That does make sense but it is not what I had in mind. Since you gave a reference to Cvitanic I understood his meaning. Namely, in index notation, you can take all the tensors you consider but then you can also raise and lower indices as well as contract indices. I am not offended; this makes a significant difference to the question. –  Bruce Westbury May 8 '12 at 13:18
    
Indeed, in Cvitanović's notation, I have $Q_{ab}$, $Q^{ab}$, $C_{abc}$ and the $\varepsilon_{a...z}$. And any other invariant tensor $T_{ab...}$ should be made out of the generating set by products and contractions. –  José Figueroa-O'Farrill May 8 '12 at 13:23
    
I have just checked that the space of invariant tensors in degree 5 is 15. In your algebra I only see 2! –  Bruce Westbury May 8 '12 at 13:24
    
Oh! so you are allowing contractions? –  Bruce Westbury May 8 '12 at 13:26

This is more of an extended comment/enlargement of the original question/wild speculation than an answer. Due to my poor recollection of reading, a while back, Klein's Erlangen program and Franz Meyer's review on classical invariant theory, I thought Jose's Q 1 was an easy consequence of a 19th's century theorem which would say (disclaimer: what follows is meta-math):

`Let $G$ be a group acting on some vector space $V$. Let $A$ denote a collection of tensors in some tensor powers of $V$ and its dual (such as $Q$ and $C$ above). Let $H$ be the subgroup of $G$ defined as the stabilizer of $A$. Suppose we know the first fundamental theorem for $G$: namely a description of invariants of $G$ using contractions of a finite set of elementary pieces. Then one can get the FFT of $H$ simply by adjoining the pieces in the collection $A$.'

Suppose for instance one looks at a polynomial $P({\mathbf{F}})$ where $\mathbf{F}$ is some generic $V$-tensor. Suppose $P(g{\mathbf{F}})=P(\mathbf{F})$ for all $g$ in $H$. Then the previous meta-theorem is the statement that there exists a polynomial $\Phi(\mathbf{F},\mathbf{A})$ involving this time a generic tensor or collection of tensors $\mathbf{A}$ of the same format as $A$, such that:

1) $\Phi$ is invariant by the full group $G$, i.e., $\Phi(g\mathbf{F},g\mathbf{A})=\Phi(\mathbf{F},\mathbf{A})$ for all $g$ in $G$.

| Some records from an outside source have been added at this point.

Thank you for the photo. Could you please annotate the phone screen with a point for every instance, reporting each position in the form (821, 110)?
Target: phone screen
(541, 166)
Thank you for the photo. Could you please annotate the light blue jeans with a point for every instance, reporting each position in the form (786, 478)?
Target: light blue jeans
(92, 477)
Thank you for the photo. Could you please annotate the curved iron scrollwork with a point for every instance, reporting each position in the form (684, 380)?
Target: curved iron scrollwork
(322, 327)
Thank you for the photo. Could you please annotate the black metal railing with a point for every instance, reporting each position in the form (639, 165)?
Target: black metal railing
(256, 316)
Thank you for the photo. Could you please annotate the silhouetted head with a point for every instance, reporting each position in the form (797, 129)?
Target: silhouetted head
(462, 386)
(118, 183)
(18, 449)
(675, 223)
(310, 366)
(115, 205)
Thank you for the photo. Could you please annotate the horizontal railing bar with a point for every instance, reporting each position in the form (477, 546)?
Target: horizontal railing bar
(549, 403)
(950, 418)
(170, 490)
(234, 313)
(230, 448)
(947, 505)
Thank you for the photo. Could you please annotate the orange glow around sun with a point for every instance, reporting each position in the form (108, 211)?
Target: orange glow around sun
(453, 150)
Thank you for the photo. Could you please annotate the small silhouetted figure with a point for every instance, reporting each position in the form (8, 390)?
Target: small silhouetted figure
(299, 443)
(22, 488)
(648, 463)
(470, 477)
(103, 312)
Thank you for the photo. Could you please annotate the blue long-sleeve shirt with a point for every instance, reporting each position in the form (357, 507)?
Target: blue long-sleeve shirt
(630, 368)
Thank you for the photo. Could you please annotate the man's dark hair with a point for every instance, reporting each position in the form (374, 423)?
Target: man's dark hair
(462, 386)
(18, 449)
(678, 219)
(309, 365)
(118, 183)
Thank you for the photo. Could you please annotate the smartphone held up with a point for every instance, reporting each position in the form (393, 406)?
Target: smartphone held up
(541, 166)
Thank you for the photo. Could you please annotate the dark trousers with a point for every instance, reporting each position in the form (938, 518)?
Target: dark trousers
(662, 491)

2) the specialization of $\Phi(\mathbf{F},\mathbf{A})$ to $\mathbf{A}:=A$ is the original subgroup invariant $P(\mathbf{F})$.

If this were true then the FFT for $G=GL(V)$ would be the mother of all FFT's. The statement works for going from $GL(n)$ to $SL(n)$ and taking $A$ to be the epsilon Levi-civita tensor. For othogonal and symplectic groups one takes for $A$ a symmetric or antisymmetric form. But it works also if $G=SL(2)$ and $A=e_1=(1, 0)^T$ so that $H$ is the group of upper triangular matrices (I guess for $n>2$ one would need $A=e_1, e_1\wedge e_2,\ldots$). I thought the meta-theorem was mentioned in Franz Meyer's review, but in fact the only case he explicitly talks about is the last one. He calls that the study of "peninvariants" which is the same as seminvariants sources of covariants of binary forms etc.

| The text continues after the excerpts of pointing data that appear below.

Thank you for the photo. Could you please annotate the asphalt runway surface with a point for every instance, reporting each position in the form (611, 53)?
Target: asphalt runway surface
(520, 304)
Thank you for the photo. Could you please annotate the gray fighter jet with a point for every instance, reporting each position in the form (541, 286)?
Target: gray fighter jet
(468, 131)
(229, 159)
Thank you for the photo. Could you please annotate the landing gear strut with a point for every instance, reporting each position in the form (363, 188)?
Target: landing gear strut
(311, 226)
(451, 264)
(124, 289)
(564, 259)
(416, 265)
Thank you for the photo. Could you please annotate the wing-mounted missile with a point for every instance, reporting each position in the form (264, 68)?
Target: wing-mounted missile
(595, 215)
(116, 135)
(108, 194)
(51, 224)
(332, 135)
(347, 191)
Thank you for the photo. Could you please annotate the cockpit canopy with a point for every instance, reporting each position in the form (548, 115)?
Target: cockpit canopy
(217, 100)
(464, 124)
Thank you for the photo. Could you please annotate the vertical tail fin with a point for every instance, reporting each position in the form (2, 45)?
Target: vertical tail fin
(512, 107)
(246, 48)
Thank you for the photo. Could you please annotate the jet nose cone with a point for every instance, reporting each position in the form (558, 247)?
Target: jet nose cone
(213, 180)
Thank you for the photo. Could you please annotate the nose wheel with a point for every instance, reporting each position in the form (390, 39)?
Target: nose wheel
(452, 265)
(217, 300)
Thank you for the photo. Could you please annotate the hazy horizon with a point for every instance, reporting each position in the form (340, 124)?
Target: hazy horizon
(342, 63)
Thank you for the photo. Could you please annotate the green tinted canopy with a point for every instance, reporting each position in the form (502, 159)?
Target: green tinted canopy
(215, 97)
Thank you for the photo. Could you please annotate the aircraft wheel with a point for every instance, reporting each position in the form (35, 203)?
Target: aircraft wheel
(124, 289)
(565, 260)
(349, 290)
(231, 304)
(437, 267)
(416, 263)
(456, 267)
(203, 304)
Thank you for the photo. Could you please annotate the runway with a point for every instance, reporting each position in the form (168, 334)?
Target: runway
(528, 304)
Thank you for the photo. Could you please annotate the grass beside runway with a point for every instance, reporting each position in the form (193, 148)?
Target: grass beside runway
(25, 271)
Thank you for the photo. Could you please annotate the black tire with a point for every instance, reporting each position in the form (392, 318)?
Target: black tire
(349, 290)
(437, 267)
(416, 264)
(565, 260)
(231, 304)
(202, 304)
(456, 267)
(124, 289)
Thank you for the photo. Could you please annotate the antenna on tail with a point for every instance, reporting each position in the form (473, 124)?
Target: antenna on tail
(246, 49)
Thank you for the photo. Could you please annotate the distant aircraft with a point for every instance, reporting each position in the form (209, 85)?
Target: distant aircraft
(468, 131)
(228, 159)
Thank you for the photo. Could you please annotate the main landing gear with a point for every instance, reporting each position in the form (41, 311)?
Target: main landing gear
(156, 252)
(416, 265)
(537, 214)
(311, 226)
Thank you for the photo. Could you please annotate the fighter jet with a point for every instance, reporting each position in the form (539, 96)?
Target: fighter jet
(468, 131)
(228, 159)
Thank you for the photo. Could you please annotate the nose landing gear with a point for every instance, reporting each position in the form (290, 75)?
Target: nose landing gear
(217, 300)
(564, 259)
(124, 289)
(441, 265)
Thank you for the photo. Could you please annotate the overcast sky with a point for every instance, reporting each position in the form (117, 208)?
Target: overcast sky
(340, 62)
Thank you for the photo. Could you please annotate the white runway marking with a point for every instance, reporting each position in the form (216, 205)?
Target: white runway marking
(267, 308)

Now here is a meta-meta-proof of the meta-theorem:

Let $\Phi(\mathbf{F},\mathbf{A}):=P(g\mathbf{F})$ where $g$ is some element of $G$ such that $\mathbf{A}=g^{-1}A$.

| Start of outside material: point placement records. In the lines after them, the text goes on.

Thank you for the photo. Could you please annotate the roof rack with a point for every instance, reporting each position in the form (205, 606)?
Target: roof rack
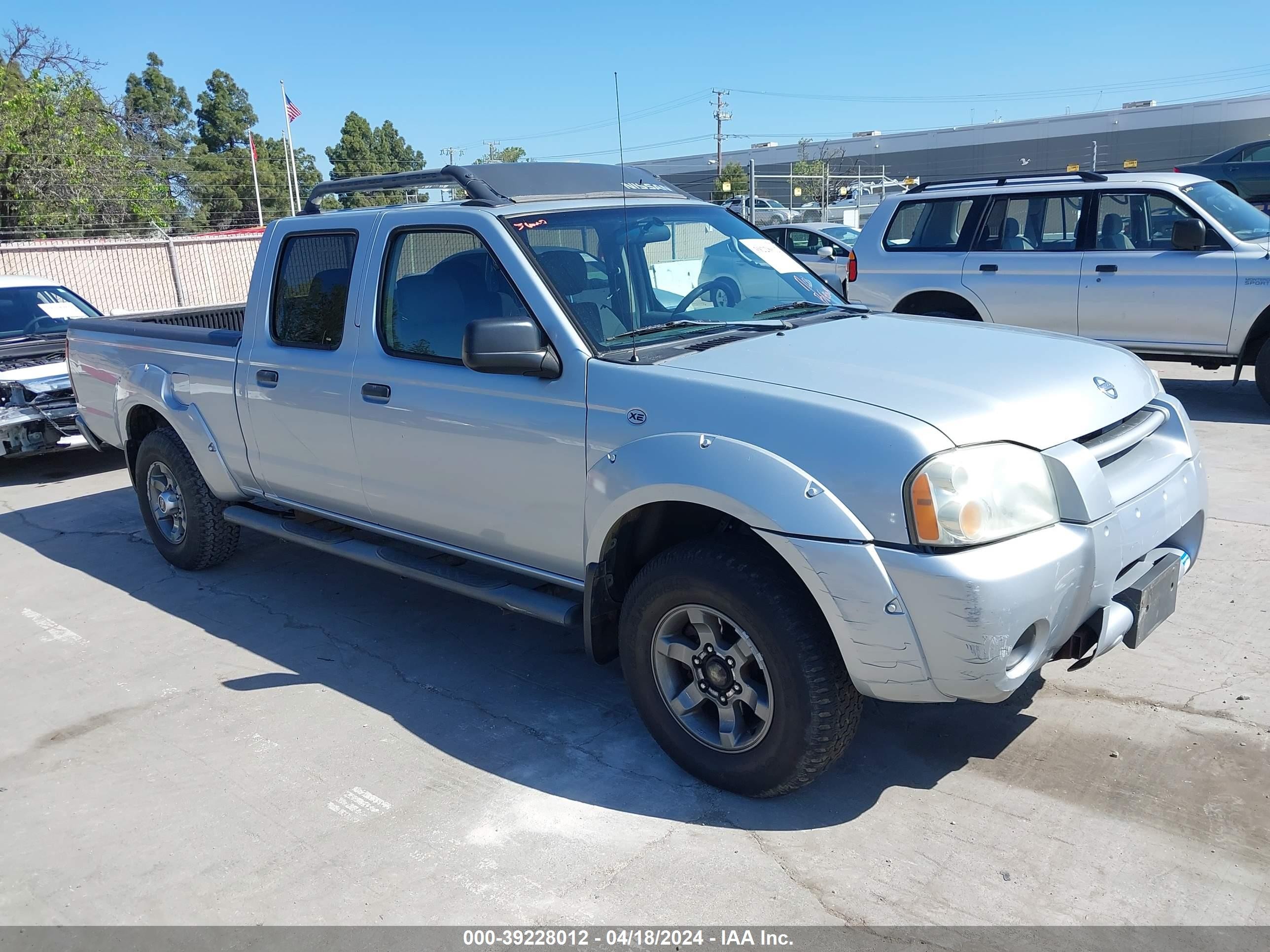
(508, 183)
(1006, 179)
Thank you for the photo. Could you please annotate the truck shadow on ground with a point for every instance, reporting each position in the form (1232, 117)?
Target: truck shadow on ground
(510, 696)
(58, 468)
(1217, 402)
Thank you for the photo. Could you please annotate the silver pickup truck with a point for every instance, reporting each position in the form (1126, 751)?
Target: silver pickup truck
(766, 502)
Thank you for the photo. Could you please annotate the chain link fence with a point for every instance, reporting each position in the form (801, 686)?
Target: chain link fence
(124, 276)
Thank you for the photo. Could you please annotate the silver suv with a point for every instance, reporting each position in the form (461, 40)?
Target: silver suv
(768, 211)
(1160, 263)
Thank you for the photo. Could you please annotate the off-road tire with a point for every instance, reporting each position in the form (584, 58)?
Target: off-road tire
(816, 708)
(1263, 371)
(209, 539)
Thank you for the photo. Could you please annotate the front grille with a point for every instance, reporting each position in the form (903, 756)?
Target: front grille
(1119, 439)
(1138, 451)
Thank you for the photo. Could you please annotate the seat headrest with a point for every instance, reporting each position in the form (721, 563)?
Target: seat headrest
(567, 271)
(428, 295)
(328, 281)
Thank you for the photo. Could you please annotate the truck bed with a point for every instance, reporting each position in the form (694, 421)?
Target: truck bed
(192, 349)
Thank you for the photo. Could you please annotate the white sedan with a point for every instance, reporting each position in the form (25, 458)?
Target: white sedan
(826, 249)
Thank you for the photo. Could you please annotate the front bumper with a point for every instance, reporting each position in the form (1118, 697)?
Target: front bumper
(938, 626)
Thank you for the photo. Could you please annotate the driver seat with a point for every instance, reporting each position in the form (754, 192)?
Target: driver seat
(568, 272)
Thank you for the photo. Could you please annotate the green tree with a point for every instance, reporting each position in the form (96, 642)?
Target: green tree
(158, 109)
(67, 164)
(737, 178)
(511, 154)
(224, 113)
(371, 151)
(221, 188)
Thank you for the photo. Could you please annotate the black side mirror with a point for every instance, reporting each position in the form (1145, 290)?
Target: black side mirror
(1189, 235)
(510, 345)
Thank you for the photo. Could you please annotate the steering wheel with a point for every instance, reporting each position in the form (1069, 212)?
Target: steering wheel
(34, 328)
(722, 289)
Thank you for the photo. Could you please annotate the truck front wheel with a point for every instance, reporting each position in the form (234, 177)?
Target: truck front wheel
(183, 517)
(1263, 371)
(733, 668)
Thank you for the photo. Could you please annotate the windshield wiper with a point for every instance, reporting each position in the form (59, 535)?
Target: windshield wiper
(795, 305)
(684, 323)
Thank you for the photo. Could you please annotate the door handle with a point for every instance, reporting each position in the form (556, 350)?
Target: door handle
(376, 393)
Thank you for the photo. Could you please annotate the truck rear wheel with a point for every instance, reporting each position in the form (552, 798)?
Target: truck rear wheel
(733, 669)
(183, 517)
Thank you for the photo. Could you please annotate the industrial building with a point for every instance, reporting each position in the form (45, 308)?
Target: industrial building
(1139, 135)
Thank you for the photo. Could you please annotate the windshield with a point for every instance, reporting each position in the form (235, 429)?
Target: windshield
(843, 233)
(1233, 212)
(28, 311)
(623, 270)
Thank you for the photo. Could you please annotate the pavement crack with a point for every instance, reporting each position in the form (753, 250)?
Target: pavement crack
(1185, 708)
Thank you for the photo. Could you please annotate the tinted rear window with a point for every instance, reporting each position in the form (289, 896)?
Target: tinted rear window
(312, 292)
(930, 225)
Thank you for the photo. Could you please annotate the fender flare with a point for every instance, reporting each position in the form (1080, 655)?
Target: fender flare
(748, 483)
(155, 389)
(962, 291)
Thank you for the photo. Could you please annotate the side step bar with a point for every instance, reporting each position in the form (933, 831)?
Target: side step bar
(423, 565)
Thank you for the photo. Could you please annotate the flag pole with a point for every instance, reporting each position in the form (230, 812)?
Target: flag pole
(256, 179)
(295, 168)
(286, 153)
(286, 164)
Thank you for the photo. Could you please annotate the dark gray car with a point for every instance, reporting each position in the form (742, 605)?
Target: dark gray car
(1244, 169)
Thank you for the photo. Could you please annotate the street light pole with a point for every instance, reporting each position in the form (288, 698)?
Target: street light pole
(720, 118)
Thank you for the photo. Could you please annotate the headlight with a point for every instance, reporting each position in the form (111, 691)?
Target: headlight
(980, 494)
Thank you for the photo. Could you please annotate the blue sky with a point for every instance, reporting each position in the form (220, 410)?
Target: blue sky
(515, 71)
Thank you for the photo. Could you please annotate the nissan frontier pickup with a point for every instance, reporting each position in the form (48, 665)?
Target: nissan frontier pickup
(765, 502)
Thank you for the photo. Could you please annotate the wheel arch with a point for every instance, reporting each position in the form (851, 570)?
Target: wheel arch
(939, 300)
(1256, 338)
(150, 402)
(722, 485)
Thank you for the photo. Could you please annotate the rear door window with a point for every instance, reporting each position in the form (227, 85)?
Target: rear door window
(927, 225)
(1032, 224)
(310, 295)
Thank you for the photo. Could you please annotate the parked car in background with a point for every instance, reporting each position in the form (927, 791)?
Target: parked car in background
(768, 211)
(765, 506)
(1166, 265)
(37, 404)
(825, 249)
(1245, 170)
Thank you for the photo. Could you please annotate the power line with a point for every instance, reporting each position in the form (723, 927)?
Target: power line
(1222, 75)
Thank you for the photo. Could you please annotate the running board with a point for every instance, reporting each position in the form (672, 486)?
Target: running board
(423, 565)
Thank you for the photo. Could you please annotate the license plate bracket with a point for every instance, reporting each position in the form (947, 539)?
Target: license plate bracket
(1152, 598)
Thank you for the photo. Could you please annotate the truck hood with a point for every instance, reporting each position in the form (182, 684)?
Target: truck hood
(976, 382)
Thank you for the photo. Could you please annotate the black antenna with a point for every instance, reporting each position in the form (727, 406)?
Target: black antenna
(627, 228)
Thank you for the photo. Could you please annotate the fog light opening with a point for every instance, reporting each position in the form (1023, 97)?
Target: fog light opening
(1023, 649)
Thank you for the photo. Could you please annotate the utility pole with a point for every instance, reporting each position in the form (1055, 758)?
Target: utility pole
(720, 118)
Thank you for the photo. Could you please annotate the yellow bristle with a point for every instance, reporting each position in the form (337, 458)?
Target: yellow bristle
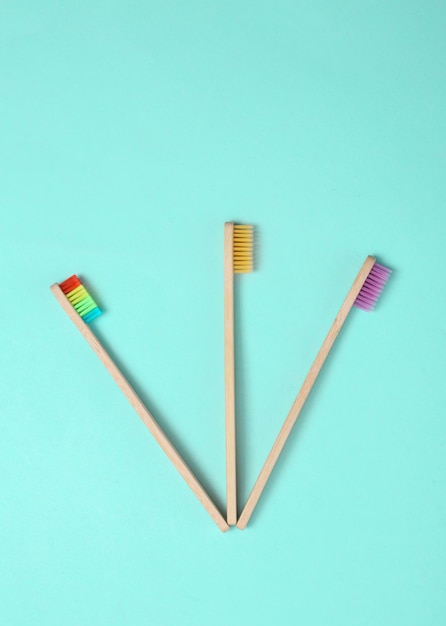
(243, 248)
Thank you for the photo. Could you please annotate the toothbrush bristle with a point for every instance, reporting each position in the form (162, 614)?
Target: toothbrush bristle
(80, 299)
(372, 287)
(243, 248)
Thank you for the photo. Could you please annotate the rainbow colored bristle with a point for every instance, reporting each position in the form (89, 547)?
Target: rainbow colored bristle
(243, 248)
(80, 299)
(372, 287)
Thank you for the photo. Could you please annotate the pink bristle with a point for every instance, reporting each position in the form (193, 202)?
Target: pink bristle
(372, 287)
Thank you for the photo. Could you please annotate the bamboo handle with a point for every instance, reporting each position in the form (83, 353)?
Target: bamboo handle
(231, 487)
(303, 393)
(139, 407)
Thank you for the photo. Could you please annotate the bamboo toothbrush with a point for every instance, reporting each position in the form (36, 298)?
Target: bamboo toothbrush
(364, 294)
(238, 259)
(82, 309)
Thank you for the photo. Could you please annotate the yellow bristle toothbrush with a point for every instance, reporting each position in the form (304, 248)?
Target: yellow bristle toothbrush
(363, 294)
(82, 309)
(238, 259)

This is well defined since $g_1^{-1}A=g_2^{-1}A$ implies by definition of $H$ that $g_2 g_1^{-1}\in H$. Therefore $P(g_2\mathbf{F})=P((g_2 g_1^{-1})g_1\mathbf{F})= P(g_1\mathbf{F})$ by $H$-invariance of $P$.

This is a $G$-invariant because by construction, if $\mathbf{A}=g^{-1}A$ then $g'\mathbf{A}=(g g'^{-1})^{-1}A$ and so $\Phi(g'\mathbf{F},g'\mathbf{A})=P((gg'^{-1})g'\mathbf{F}) =P(g\mathbf{F})=\Phi(\mathbf{F},\mathbf{A})$.

Now of course there is a catch: one seems to need the $G$-orbit of $A$ to essentially (Zariski dense?) be all of the space where $\mathbf{A}$ belongs. This holds in the previous instances of the meta-theorem. Now when $A=C,Q$ as in Jose's problem, I am less sure. So I am not as convinced now by what I said in my comment above that Jose's $\Phi$ should be expressible in terms of $Q,C,\nu$ alone. Although, Bruce seems to be able to show this, so stay tuned.

In fact one does not seem to need the orbit of $A$ to fill everything, but one needs the existence of a $G$-invariant extension of the $\Phi$ I defined to the full space of $\mathbf{A}$. An idea to do this is to find some extension of $\Phi$ not necessarily invariant and then average it over $G$. For instance if $G=SL(n)$, one needs to take the Haar measure average over $SU(n)$. Usually if one does this the risk is to get zero, but this cannot happen here since the restriction of the average to $A$ should be the original $P$ which must be nonzero, otherwise the problem of expressing $P$ is moot. This sounds too good to be true, in particular in view of Nagata's counterexample for finite generation of rings of invariants. A specialist of algebraic groups would be better able to delineate the boundaries of what is solid math and what is pure fancy in the above arguments.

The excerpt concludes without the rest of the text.